Interview with the maintenance supervisor on April 11, 2024, at 9:45 a.m., confirmed the building had an FSES.

************************
Based on document review and interview during an Onsite Revisit Survey conducted on June 6, 2024, it was determined the facility had approved plans to drop the FSES for incomplete smoke barrier walls. Observation revealed there was new lighting installed in resident rooms that left penetrations in the smoke barrier wall.

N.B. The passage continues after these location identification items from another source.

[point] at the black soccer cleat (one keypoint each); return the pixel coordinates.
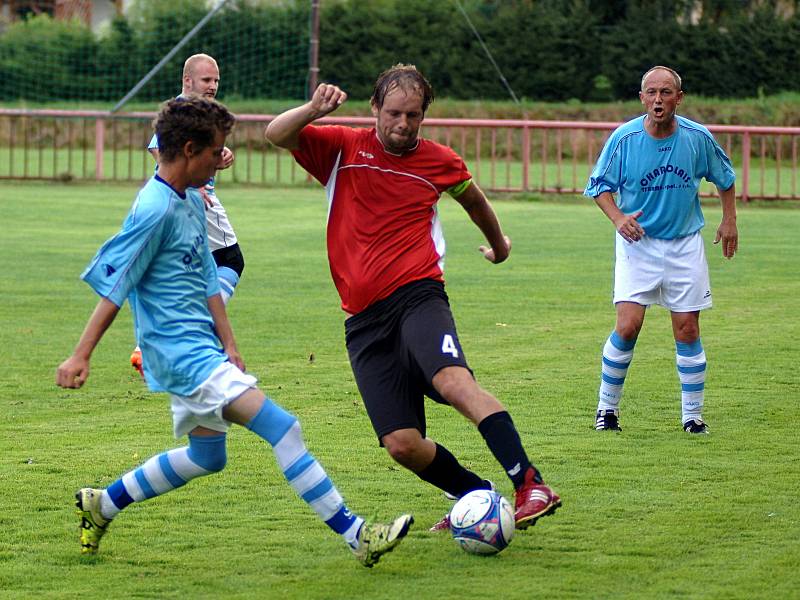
(696, 426)
(607, 420)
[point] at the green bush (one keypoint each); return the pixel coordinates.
(548, 50)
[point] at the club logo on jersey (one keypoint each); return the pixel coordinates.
(649, 179)
(191, 260)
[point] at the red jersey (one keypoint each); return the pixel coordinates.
(383, 224)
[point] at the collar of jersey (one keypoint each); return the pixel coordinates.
(158, 178)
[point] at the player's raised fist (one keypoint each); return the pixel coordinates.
(327, 98)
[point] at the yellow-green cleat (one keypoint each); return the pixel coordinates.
(376, 539)
(93, 525)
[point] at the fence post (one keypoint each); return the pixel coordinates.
(526, 152)
(746, 167)
(99, 147)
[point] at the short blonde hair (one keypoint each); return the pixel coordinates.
(188, 66)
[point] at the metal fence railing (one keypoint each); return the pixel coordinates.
(503, 155)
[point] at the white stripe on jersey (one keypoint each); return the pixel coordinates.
(330, 188)
(401, 173)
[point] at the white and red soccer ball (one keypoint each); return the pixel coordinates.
(482, 522)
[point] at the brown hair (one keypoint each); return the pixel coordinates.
(194, 119)
(405, 77)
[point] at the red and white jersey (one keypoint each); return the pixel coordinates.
(383, 224)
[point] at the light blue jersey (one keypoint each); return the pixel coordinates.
(161, 263)
(661, 177)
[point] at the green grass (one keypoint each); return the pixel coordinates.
(649, 513)
(272, 168)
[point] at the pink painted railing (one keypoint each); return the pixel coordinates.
(503, 155)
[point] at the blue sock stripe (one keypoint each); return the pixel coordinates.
(228, 275)
(612, 380)
(119, 495)
(147, 489)
(299, 467)
(271, 422)
(621, 344)
(615, 364)
(319, 490)
(693, 349)
(341, 521)
(693, 387)
(174, 479)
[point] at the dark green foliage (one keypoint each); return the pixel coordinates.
(548, 50)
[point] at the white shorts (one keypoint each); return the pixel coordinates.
(203, 407)
(220, 230)
(672, 273)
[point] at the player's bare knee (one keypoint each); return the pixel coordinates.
(208, 453)
(628, 329)
(455, 383)
(402, 446)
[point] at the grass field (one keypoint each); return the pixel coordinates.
(275, 168)
(649, 513)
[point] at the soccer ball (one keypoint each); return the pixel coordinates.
(482, 522)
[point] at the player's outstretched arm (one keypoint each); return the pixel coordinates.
(224, 330)
(627, 225)
(727, 232)
(284, 130)
(73, 372)
(482, 214)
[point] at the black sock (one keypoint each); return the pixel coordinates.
(503, 440)
(446, 473)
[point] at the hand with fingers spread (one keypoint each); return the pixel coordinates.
(327, 98)
(497, 255)
(73, 372)
(728, 234)
(227, 158)
(628, 227)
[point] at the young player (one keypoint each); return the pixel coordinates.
(201, 77)
(386, 252)
(161, 263)
(656, 162)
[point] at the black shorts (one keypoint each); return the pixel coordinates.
(396, 346)
(230, 257)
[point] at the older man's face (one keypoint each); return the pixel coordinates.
(661, 97)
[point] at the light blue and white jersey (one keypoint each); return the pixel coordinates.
(160, 262)
(661, 177)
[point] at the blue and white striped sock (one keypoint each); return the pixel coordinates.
(691, 361)
(617, 356)
(165, 472)
(282, 431)
(228, 280)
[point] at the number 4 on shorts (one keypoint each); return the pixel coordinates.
(449, 345)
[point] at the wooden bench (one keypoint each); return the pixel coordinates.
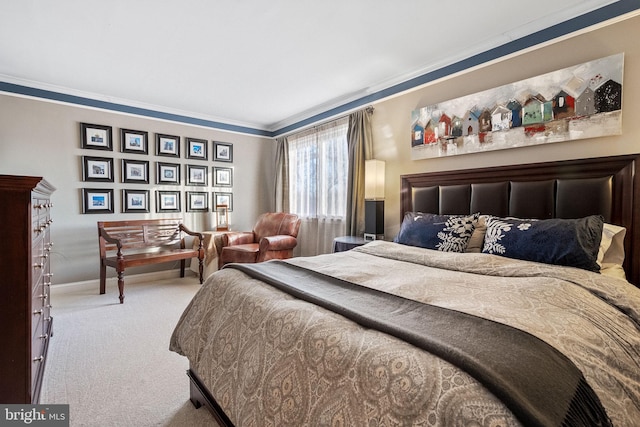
(139, 242)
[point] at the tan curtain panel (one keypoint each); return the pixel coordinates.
(360, 143)
(282, 175)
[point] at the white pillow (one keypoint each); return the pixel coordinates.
(611, 252)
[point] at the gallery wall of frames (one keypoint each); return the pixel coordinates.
(161, 182)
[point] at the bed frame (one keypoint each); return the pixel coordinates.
(609, 186)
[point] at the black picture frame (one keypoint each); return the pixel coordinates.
(197, 201)
(197, 149)
(167, 145)
(136, 171)
(96, 137)
(134, 141)
(197, 175)
(97, 200)
(223, 198)
(167, 173)
(135, 201)
(222, 177)
(97, 169)
(167, 201)
(222, 152)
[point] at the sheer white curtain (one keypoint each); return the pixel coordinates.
(318, 170)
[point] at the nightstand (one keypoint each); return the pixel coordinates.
(344, 243)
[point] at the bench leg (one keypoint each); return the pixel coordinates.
(103, 277)
(121, 286)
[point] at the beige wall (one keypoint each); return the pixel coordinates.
(391, 120)
(43, 139)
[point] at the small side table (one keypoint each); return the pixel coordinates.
(344, 243)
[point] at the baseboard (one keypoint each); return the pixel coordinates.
(131, 279)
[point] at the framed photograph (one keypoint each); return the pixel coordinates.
(167, 201)
(167, 145)
(97, 169)
(135, 201)
(196, 175)
(134, 141)
(167, 173)
(97, 200)
(197, 201)
(135, 171)
(222, 218)
(223, 198)
(96, 137)
(222, 177)
(222, 152)
(197, 149)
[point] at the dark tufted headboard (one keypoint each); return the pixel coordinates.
(608, 186)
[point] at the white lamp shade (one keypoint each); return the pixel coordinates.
(374, 179)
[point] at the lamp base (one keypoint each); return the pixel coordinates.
(371, 237)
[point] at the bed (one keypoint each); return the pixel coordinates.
(469, 323)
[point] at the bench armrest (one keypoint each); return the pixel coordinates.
(199, 235)
(109, 239)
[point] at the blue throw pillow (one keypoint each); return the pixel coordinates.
(568, 242)
(447, 233)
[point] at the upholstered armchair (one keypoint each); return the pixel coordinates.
(273, 237)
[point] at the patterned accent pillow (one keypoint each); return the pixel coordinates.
(568, 242)
(447, 233)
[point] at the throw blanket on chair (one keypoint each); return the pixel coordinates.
(540, 385)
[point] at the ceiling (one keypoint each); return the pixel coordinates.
(260, 64)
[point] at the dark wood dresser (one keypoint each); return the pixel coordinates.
(25, 278)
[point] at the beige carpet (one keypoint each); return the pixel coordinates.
(111, 363)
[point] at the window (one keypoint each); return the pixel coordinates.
(318, 168)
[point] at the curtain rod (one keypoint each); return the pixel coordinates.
(369, 109)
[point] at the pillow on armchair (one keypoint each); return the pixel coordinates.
(273, 237)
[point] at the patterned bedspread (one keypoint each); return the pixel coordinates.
(270, 359)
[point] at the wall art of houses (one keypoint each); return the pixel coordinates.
(583, 101)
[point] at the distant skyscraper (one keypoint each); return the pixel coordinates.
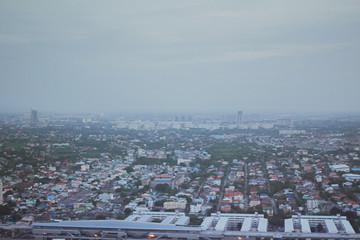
(33, 117)
(240, 118)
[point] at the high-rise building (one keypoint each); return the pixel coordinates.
(240, 118)
(33, 118)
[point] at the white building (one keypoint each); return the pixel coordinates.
(106, 196)
(331, 224)
(351, 177)
(195, 207)
(185, 161)
(225, 221)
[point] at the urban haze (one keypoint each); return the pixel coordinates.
(180, 56)
(181, 120)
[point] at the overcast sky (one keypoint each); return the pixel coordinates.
(179, 56)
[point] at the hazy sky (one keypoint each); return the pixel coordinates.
(179, 56)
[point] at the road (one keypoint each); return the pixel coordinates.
(246, 195)
(223, 184)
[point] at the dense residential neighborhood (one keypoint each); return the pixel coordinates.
(76, 168)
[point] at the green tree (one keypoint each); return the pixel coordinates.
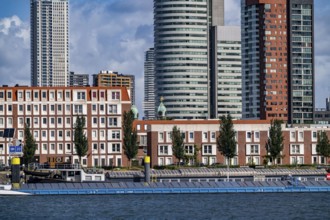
(177, 144)
(29, 146)
(274, 144)
(130, 144)
(323, 145)
(226, 141)
(80, 139)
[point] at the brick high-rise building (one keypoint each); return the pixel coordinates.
(278, 60)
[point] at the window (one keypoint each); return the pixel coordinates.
(67, 95)
(102, 94)
(44, 95)
(254, 149)
(207, 149)
(113, 109)
(163, 149)
(95, 146)
(94, 94)
(78, 109)
(20, 95)
(28, 95)
(161, 136)
(52, 95)
(113, 122)
(115, 95)
(116, 148)
(95, 120)
(81, 96)
(59, 95)
(116, 135)
(213, 136)
(295, 149)
(189, 149)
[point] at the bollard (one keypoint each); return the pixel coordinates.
(147, 169)
(15, 173)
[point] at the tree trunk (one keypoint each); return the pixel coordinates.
(228, 169)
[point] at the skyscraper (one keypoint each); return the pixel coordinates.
(49, 43)
(182, 59)
(229, 75)
(149, 105)
(277, 60)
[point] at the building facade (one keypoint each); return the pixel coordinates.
(49, 43)
(78, 79)
(251, 136)
(182, 58)
(109, 78)
(51, 113)
(228, 83)
(149, 103)
(277, 60)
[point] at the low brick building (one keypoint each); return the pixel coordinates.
(51, 113)
(251, 135)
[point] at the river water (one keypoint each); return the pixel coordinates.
(168, 206)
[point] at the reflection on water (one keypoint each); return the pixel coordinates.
(172, 206)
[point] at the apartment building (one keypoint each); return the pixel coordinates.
(200, 142)
(278, 60)
(110, 78)
(51, 114)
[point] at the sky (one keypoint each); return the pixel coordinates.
(114, 35)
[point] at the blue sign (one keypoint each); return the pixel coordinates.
(15, 149)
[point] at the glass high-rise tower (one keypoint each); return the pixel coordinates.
(182, 55)
(49, 43)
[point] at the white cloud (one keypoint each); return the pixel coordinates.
(114, 34)
(111, 35)
(14, 51)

Interview with the maintenance director on June 6, 2024, at 3:15 p.m., confirmed the facility had penetrations in the smoke barrier wall.





 Plan of Correction - To be completed: 06/24/2024

The penetrations in the smoke barrier wall due to the new lighting will be sealed with an approved fire rated caulk and 5/8 inch drywall to maintain a ½ hour fire resistance rating and repair the penetrations.
The maintenance staff will be in-serviced on K 372 with an emphasis on smoke barrier penetrations.
The maintenance staff/designee will audit the facility to ensure no penetrations in smoke barrier walls and report any concerns to the Quality Assurance Performance improvement committee.

Initial comments:Name: BUILDING 02 - Component: 02 - Tag: 0000


Facility ID #680202
Component 02
Building 02

Based on an Onsite Revisit to a Medicare/Medicaid Recertification Survey completed on April 11, 2024, it was determined that Lecom at Elmwood Gardens was not in compliance with the following requirements of the Life Safety Code for an existing health care occupancy. Compliance with the National Fire Protection Association's Life Safety Code is required by 42 CFR 483.90(a).

This is a one-story, Type V (000), unprotected, wood frame building, that is fully sprinklered.







 Plan of Correction:


NFPA 101 STANDARD Subdivision of Building Spaces - Smoke Barrie:Least serious deficiency but was found to be widespread throughout the facility and/or has the potential to affect a large portion or all the residents. This deficiency has the potential for causing no more than a minor negative impact on the resident.
Subdivision of Building Spaces - Smoke Barrier Construction
2012 EXISTING
Smoke barriers shall be constructed to a 1/2-hour fire resistance rating per 8.5. Smoke barriers shall be permitted to terminate at an atrium wall. Smoke dampers are not required in duct penetrations in fully ducted HVAC systems where an approved sprinkler system is installed for smoke compartments adjacent to the smoke barrier.
19.3.7.3, 8.6.7.1(1)
Describe any mechanical smoke control system in REMARKS.
Observations:
Name: BUILDING 02 - Component: 02 - Tag: 0372

Based on observation and interview, the facility failed to maintain the proper fire resistance rating for a smoke barrier construction, affecting all smoke compartments.

Findings include:

Observation on April 11, 2024, at 9:45 a.m., revealed the facility had an FSES for incomplete smoke barriers.

Interview with the maintenance supervisor on April 11, 2024, at 9:45 a.m., confirmed the building had an FSES.

************************
Based on document review and interview during an Onsite Revisit Survey conducted on June 6, 2024, it was determined the facility had approved plans to drop the FSES for incomplete smoke barrier walls. Observation revealed there was new lighting installed in resident rooms that left penetrations in the smoke barrier wall.

Interview with the maintenance director on June 6, 2024, at 3:15 p.m., confirmed the facility had penetrations in the smoke barrier wall.







 Plan of Correction - To be completed: 06/24/2024

The penetrations in the smoke barrier wall due to the new lighting will be sealed with an approved fire rated caulk and 5/8 inch drywall to maintain a ½ hour fire resistance rating and repair the penetrations.
The maintenance staff will be in-serviced on K 372 with an emphasis on smoke barrier penetrations.
The maintenance staff/designee will audit the facility to ensure no penetrations in smoke barrier walls and report any concerns to the Quality Assurance Performance improvement committee.